There’s a wonderful story told about a little family who lived in rural Ulster in the 1950s.
Dad was a handyman travelling the countryside in an old van, mending anything that was broken. Mum looked after the home and a smallholding with a menagerie of animals and a vegetable patch.
Nine-year-old Anna was their only child, and every day as tea time approached she would sit with her nose pressed against the window, waiting for Dad to come home from his work. And truth be told, he was as excited as she was.
Each day, when she heard the little van coming up the lane she would fling open the door and run down the garden path to meet him. He would sweep her up in his big arms and they would sit together on the sofa, swapping stories of their day.
Then one day she wasn’t there to meet him: no hugs and kisses, no sitting together in front of the roaring log fire, happily chatting together. No, she locked herself in her bedroom, busily working at some secret project, emerging from her seclusion only long enough to wolf down her food and then to disappear upstairs again. Day after day for what seemed an eternity there were no excited screeches as she ran to meet him.
He was heartbroken. What could he have done or said to destroy the intimacy of their special relationship?
Little Anna had learned in school how to embroider and she was polishing her new-found skills, but Dad no longer looked forward to coming home, and as he trudged heavy-hearted towards the front door one dark, winter evening he could see her shadow on the window blind in her bedroom.
He felt he could no longer contain his grief, but then things changed. As he pulled the front door closed behind him, he could hear her tumbling down the stairs, racing along the hallway and flinging herself into his arms. He had been so dejected that he’d forgotten it was his birthday. But Anna hadn’t forgotten. She had been labouring, night after night for weeks, creating a beautiful tapestry as a present for him.
Of course he was delighted she had invested hours of her time and skills creating something that he would treasure for the rest of his life, but given the choice, would he have preferred her working alone in the solitude of her room, or sharing quality time with his precious daughter?
A recent study in America conducted by the baptistboard.com suggests that the average Christian spends one minute a day in prayer, and for the average pastor it’s five minutes.

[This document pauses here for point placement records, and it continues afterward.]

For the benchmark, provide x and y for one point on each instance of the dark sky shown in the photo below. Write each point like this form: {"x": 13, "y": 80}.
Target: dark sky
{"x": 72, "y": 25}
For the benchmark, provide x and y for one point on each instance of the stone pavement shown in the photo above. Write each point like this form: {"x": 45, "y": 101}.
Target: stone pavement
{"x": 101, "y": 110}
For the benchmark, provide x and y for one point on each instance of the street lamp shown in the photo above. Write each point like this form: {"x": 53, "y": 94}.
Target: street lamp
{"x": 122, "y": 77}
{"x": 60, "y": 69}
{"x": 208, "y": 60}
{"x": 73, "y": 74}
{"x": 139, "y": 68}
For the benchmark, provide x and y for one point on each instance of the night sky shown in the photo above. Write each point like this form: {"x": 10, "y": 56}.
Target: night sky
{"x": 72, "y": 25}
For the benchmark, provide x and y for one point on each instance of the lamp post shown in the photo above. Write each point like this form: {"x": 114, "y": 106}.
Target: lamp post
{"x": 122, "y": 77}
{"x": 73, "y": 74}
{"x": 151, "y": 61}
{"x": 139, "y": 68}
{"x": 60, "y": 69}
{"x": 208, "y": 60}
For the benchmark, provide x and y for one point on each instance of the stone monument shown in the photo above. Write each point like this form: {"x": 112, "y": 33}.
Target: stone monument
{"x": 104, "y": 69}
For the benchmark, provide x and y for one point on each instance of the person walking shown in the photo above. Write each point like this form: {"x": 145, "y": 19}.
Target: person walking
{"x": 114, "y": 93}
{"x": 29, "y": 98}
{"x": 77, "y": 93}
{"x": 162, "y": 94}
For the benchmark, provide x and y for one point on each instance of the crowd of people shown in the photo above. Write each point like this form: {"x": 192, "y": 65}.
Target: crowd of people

It gets worse. There are two aspects to prayer: intercession, or praying for people or things; and secondly that most important of all, like little Anna sitting beside her dad, just getting to know him. How much time does the average Christian spend developing their relationship with the one they claim to follow? And how much time does the average pastor spend in the same pursuit? In other words, isn’t there a tendency to spend more time with the work of the Lord than with the Lord of the work? It’s a deeply worrying truth, but one that is easy to reverse. Try it, the results could be stupendous.